Future advances of machine learning applications in the physical sciences and life sciences are likely to reinforce each other, with fast and accurate simulation tools from chemistry and physics making their way into bioinformatics software used across the life sciences.
Natural Language Processing: Transformers
Whether it's Google's BERT serving search queries, OpenAI's GPT-3 writing coherent paragraphs, or DeepMind's AlphaFold2 predicting protein structures, state-of-the-art AI systems today rely increasingly on just a single kind of model architecture: attention-based Transformer models. Transformers are set neural networks which dynamically pay attention to context according to whatever is needed for the task at hand.
From a graph neural network perspective, Transformer models can be interpreted as acting on a fully-connected graph of nodes.
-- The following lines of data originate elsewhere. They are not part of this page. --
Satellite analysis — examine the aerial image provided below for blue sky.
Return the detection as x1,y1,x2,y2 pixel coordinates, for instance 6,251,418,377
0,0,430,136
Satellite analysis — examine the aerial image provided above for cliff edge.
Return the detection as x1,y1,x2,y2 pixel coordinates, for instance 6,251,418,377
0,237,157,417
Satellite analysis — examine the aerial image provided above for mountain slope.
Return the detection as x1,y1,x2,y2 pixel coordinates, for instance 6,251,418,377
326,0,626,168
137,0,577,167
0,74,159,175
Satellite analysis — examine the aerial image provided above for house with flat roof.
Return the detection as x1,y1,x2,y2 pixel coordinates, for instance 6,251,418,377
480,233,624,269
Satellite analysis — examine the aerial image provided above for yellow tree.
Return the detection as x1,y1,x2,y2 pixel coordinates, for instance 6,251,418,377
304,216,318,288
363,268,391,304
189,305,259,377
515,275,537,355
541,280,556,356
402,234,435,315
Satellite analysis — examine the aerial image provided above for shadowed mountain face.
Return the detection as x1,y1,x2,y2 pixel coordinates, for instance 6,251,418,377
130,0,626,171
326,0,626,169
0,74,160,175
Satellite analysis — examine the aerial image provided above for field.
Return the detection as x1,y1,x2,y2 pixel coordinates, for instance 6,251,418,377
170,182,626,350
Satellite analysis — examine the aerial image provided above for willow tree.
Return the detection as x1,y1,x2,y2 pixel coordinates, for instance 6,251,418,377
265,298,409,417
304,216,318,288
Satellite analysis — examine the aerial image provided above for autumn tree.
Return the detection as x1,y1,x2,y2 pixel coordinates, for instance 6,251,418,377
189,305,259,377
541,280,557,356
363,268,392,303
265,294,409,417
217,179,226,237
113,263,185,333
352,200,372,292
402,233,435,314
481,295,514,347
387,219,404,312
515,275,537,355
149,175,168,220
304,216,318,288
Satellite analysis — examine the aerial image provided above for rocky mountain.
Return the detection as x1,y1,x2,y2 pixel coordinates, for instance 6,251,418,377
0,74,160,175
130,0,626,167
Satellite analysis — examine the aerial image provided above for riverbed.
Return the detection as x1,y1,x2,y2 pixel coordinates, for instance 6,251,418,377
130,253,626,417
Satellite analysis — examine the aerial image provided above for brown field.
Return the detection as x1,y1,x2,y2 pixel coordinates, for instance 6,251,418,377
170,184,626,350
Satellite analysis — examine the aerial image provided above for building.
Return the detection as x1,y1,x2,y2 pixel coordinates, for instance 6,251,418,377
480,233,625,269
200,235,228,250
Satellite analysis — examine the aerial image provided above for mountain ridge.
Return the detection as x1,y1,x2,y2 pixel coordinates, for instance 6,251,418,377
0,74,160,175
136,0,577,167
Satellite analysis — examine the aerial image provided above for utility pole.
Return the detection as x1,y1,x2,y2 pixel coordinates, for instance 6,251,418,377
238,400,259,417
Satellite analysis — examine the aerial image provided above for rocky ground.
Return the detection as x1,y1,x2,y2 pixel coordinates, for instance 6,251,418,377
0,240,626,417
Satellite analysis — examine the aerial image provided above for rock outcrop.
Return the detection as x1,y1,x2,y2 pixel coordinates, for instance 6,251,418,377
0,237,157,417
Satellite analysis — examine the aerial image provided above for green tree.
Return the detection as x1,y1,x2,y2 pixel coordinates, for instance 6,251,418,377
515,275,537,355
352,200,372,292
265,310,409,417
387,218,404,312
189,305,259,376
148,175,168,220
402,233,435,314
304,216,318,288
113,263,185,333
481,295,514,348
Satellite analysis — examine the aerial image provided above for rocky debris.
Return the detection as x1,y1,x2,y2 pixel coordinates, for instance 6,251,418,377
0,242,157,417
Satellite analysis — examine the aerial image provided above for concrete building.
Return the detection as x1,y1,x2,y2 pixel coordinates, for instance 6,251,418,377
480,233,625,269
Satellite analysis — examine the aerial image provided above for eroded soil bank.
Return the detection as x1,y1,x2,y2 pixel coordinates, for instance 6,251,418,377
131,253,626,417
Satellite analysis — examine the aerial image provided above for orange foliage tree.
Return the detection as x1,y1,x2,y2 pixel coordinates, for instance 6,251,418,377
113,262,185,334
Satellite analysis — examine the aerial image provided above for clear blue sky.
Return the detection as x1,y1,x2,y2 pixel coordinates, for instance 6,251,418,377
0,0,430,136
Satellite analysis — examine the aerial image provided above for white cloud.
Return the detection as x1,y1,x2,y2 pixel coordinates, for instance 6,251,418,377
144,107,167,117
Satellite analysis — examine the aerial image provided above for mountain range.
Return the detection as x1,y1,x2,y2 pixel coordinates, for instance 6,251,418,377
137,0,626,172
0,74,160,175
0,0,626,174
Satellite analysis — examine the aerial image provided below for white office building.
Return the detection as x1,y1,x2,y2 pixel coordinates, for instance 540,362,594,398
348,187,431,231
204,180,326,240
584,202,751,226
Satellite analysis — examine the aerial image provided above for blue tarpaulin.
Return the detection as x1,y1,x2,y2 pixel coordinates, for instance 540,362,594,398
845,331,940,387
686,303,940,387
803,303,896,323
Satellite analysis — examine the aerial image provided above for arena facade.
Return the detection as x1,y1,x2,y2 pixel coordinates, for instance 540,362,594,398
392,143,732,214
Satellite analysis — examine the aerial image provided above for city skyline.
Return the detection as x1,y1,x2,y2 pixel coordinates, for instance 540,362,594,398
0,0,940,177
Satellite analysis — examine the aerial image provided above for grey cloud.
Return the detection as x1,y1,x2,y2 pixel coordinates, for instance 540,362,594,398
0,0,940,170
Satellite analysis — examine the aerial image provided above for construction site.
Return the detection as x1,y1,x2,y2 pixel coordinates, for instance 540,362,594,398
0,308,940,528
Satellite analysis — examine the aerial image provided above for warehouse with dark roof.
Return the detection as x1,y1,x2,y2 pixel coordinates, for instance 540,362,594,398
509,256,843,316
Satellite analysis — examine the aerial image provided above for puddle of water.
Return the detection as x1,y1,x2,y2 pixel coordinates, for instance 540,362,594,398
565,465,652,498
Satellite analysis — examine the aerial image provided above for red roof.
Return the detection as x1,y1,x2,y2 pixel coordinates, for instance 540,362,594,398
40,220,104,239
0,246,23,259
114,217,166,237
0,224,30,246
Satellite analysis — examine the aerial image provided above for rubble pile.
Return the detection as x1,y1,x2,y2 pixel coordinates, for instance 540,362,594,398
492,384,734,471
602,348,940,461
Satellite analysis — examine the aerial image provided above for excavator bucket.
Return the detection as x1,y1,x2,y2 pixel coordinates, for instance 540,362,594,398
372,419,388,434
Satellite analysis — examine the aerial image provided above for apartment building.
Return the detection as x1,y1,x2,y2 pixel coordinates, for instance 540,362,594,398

By letting go of explicit, sparse graph structures and connecting all nodes to each other, Transformers rely on constructing implicit, latent graphs where the strength of connections between nodes is computed dynamically from attending to context. Combining this kind of open-ended architectural flexibility with massive amounts of data and compute leads to very powerful and adaptive classes of neural network models.
Geometric deep learning provides an attractive framework to lift deep learning successes to domains characterized by irregularly-structured data like graphs. Given the encouraging results obtained so far, its adoption rate is expected to grow fast in the next few years as research continues to mature into practical applications, offering lots of potential for early adopters in industry.